Philip Rinaldi, chief executive of Philadelphia Energy Solutions, speaks at the annual IHS CERAWeek conference in Houston, Texas March 4, 2014. REUTERS/Rick Wilking

Rinaldi, 70, disclosed his plans in a memo to employees on Tuesday that did not give a reason for his departure.

It comes after Moody’s and Standard & Poor’s downgraded the company’s debt last month amid concerns about falling profits.

Carlyle Group spokesman Christopher Ullman said the firm had already begun looking for a new CEO.

“Phil’s remarkable leadership helped save and modernize the company, as well as preserve and create more than 1,000 jobs,” Ullman said.

Rinaldi has been CEO of the privately held company since 2010, when The Carlyle Group and Sunoco formed a joint venture to rescue the nearly shuttered Philadelphia refinery. He quickly became the region’s strongest advocate for energy expansion as the refinery turned profits off cheap crude flowing out of North Dakota.

There have been several high-profile setbacks for Rinaldi in the past two years, including a failed effort to take the company public, followed by layoffs and benefit cuts amid weak margins.

“We took the company off life support with help from The Carlyle Group,” Rinaldi said in the memo to employees seen by Reuters. “We invested more than $700 million modernizing the plant, improving efficiency and hiring a net 240 people since the time of the acquisition.”

He noted that it has been a challenging year due to the rising costs of meeting U.S. renewable fuel standards and other factors, but said the refinery’s future was bright, without providing any specifics.

Moody’s and S&P downgraded the refiner’s debt last month following a Reuters story that showed how Carlyle and its partner had banked millions in profits and put the company on less solid financial footing.

“We now view the company’s business risk profile as vulnerable because its profitability has declined meaningfully from 2014 and 2015 levels,” an analyst with Standard & Poor’s said when it issued the downgrade. “We expect profitability to be very weak in 2016 and to continue to be at weak levels in 2017.”

Rinaldi, who made millions by turning around a Kansas refinery before selling it, spent the last few years pitching the idea of transforming Philadelphia into an energy hub by leveraging the natural gas and other products flowing out of the Marcellus Shale region in western and northern Pennsylvania.

However, those efforts, which included proposals to build a natural gas pipeline into Philadelphia and create an energy export terminal on one of the last undeveloped patches of land on the city’s waterfront, failed because of lack of enthusiasm.

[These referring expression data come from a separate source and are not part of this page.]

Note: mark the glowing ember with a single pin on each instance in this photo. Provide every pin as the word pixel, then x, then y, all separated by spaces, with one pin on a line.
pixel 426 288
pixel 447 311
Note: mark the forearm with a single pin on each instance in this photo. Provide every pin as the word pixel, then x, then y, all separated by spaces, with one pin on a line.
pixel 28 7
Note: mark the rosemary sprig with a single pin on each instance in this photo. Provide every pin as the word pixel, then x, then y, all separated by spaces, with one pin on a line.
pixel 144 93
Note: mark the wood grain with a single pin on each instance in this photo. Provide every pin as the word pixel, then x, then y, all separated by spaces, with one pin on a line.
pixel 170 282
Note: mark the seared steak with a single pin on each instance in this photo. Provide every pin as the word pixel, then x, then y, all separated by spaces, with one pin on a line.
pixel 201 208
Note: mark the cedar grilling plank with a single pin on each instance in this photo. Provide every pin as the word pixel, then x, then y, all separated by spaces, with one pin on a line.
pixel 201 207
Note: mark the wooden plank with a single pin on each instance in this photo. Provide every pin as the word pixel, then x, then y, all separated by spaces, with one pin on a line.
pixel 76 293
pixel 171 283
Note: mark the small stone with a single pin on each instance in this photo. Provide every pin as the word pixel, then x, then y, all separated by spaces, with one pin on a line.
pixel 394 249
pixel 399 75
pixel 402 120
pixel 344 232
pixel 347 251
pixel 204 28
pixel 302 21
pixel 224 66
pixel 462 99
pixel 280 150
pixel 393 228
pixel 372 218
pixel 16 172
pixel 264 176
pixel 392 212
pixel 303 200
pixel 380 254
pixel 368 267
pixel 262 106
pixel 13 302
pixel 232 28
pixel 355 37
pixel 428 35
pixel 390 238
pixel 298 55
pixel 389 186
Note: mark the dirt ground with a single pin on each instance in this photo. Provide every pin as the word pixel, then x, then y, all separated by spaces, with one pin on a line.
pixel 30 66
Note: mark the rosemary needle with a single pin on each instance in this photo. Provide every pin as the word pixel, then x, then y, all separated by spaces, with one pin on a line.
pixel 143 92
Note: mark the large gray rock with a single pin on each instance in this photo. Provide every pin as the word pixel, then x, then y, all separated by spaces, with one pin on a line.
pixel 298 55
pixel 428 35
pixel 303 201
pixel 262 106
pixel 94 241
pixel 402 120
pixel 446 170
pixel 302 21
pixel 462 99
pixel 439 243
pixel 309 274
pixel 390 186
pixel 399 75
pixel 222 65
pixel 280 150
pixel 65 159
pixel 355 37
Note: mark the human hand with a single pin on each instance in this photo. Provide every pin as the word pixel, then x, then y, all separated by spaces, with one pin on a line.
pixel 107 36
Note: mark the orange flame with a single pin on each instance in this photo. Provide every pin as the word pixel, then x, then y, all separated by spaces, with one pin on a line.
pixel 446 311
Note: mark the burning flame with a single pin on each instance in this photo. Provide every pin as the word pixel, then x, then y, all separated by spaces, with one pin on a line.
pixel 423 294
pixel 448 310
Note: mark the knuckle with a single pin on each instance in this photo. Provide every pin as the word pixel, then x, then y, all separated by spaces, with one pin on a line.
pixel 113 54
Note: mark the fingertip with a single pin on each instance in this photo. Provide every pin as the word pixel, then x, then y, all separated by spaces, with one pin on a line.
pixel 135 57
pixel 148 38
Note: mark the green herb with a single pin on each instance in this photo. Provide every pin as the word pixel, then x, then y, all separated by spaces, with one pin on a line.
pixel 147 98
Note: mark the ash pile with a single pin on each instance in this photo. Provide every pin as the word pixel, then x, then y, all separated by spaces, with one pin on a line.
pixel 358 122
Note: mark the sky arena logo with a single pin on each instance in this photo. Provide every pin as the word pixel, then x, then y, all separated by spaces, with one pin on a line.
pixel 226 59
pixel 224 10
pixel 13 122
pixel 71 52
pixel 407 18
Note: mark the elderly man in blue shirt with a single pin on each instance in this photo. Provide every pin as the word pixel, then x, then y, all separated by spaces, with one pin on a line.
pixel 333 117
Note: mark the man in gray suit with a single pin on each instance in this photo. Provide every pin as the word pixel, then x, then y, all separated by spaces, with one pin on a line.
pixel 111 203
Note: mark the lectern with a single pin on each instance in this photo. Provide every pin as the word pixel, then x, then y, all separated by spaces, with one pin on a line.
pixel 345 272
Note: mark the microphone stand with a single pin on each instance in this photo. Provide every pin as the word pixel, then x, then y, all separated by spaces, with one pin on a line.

“Phil was the one driving the vision, and now that those projects seem to be not viable, there’s really nothing left for Phil to do,” said a source who participated in those talks.

In one of his first moves, Rinaldi invested in a new crude rail terminal that would eventually allow the refinery to haul as much as 280,000 barrels per day of Bakken crude oil from North Dakota. The terminal helped PES turn losses in 2013 into $210.8 million in net income in 2014, filings showed.

But the boom turned to bust by the end of 2015, as a Bakken discount to the U.S. benchmark crude price disappeared, production dropped and more pipeline capacity came online. Meanwhile, refiner margins dropped under the weight of high inventories built up during the good times.

The timing of the downturn was poor for Carlyle, which was preparing to take PES public in August 2015. In the end, PES could not get the price it wanted and abandoned the plan to go public in September. [L2N1BQ0RC]

Weeks later, PES laid off about 100 non-union employees and slashed some retirement and health benefits. [L1N1CG0U7]

Despite the downturn, Carlyle Group and its partner, Sunoco parent Energy Transfer Partners, have done well. The partnership banked hundreds of millions from the refinery in dividend-style payouts that were funded in part from a loan that continues to weigh on the company, Reuters reported last month. [L1N1D8040]

In total, between 2013 and 2015 payouts and tax advances to the partnership reached $480.9 million, all but guaranteeing Carlyle’s venture would be profitable.

Mark Routt, chief economist for the Americas at KBC Advanced Technology, said of Rinaldi’s retirement, “It’s indicative of the pressures that the Atlantic refiners from the East Coast Canada to the U.S. are facing.”